Compression and prediction as finite and infinite games
> Men are born for games. Nothing else. Every child knows that play is nobler than work.
Recently I watched a lecture by Ilya Sutskever, his topic was a question: why does unsupervised learning work? He proposed a solution based on an analogy between prediction and compression. Suppose that we have two datasets, that we concatenate and jointly compress these—what would an optimal compressor do? It would use patterns in one to help compress the other and vice versa, that this would mean the joint compression was more efficient than the compression of either alone.
Here he introduces the notion of Kolmogorov complexity. The name refers to Andrey Kolmogorov, the Soviet mathematician, and the concept is this: for a given object (e.g., a string), the Kolmogorov complexity is the length of the shortest program that would reproduce this object in full. This is a measure of complexity to the extent that a very simple object, for instance, can be reproduced by a very short program.
Cilibrasi gives an example: 1415926535897932384626433, and so on—what is the shortest possible program to reproduce this in full? If we do not recognise the nature of this sequence, then we may think it impossible to reproduce this with a short program. If we recognise, however, that this is a slice of π then we could quite easily write a simple program to reproduce precisely the same string.
Kolmogorov complexity can be considered a measure of randomness, that the randomness of a string corresponds to the length of the program necessary to reproduce it. We might imagine that some strings require a program almost equivalent in length to reproduce. The idea here is that these strings lack underlying patterns which can be leveraged to reproduce them from simpler primitives.
We can return here to the case with which we begun, that of jointly compressing two datasets. Here we can measure the gain in efficiency that comes from concatenating and jointly compressing them, and we can understand this increase in efficiency as corresponding to similarities between the two sets.1 The idea is that there are shared primitives which can be reproduced using simpler functions, that these can then be combined to reproduce each whole more efficiently.

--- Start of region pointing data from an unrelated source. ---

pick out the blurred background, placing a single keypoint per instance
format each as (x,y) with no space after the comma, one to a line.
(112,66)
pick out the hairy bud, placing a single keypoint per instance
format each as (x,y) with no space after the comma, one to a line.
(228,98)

Sutskever speaks of Kolmogorov complexity as “the ultimate compressor”—and it is this, if only analogically in that it is not computable; yet it is a crucial notion, an important idea.2 We can, however, approximate this Kolmogorov compressor. This is the case with compression algorithms, but our interest is artificial neural networks.

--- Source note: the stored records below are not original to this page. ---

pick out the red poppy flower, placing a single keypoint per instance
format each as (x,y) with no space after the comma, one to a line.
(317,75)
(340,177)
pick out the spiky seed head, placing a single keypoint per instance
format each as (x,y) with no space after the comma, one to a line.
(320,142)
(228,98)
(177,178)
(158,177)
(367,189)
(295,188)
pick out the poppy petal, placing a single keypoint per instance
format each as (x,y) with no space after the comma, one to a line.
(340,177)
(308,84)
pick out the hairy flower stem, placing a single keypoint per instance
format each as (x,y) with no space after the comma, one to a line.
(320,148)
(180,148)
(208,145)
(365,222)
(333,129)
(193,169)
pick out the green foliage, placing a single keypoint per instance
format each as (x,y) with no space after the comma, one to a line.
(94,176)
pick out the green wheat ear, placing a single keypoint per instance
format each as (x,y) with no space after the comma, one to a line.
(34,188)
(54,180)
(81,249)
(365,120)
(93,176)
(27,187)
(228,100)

He goes on to describe the neural network architecture as constituting a possibility space in terms of compression programs, and then stochastic gradient descent as a search algorithm which operates within this space.3 The training process thus seeks to approximate a Kolmogorov compressor for a given dataset, that it succeeds in this to the extent that it can leverage simpler patterns and recombine these.
At this point we can diverge from Sutskever’s line, although still tracing the rough trajectory that we have followed so far. The idea is to further investigate the implications of this way of thinking about unsupervised learning. Here our specific interest is in the difference between compression and prediction.

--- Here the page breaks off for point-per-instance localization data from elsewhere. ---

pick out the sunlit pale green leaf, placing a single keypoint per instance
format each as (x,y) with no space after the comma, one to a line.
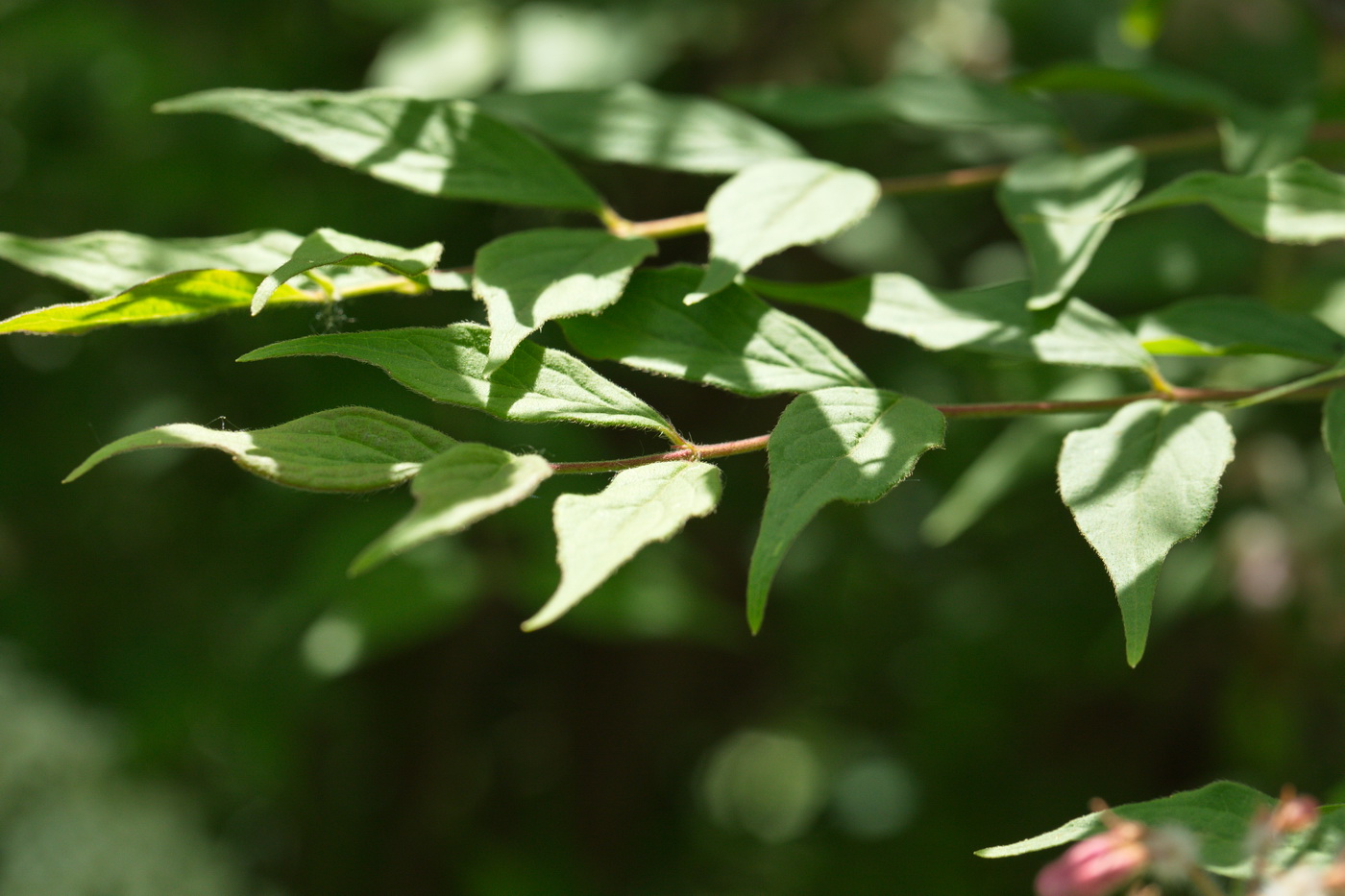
(1297,204)
(339,449)
(530,278)
(1062,207)
(1137,486)
(326,247)
(436,147)
(736,342)
(598,534)
(1236,327)
(834,444)
(459,487)
(991,319)
(178,298)
(937,101)
(448,365)
(107,262)
(775,205)
(642,127)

When it comes to compression, we are dealing with a finite object. The object is compressed, and we can consider this—even for stream-based compression algorithms, even for the fact that ultimately all objects are at their basis comprised of strings—as fundamentally concerned with the two-dimensional form of the object. The object is bounded, and it is defined by these bounds.
Prediction, in contrast, is an infinite game; and here we are dealing instead with a one-dimensional object, a string. The relevance of all we’ve spoken about above changes slightly in this case, because we don’t simply want to compress and then decompress a given object. We are concerned instead with creativity, with generalisation.4
The opening from Sutskever is an argument for why this generalisation is possible: that the Kolmogorov compressor would leverage basic patterns in the dataset, that the extent to which it learns these primitives and the principles of their recombination corresponds to its success during training.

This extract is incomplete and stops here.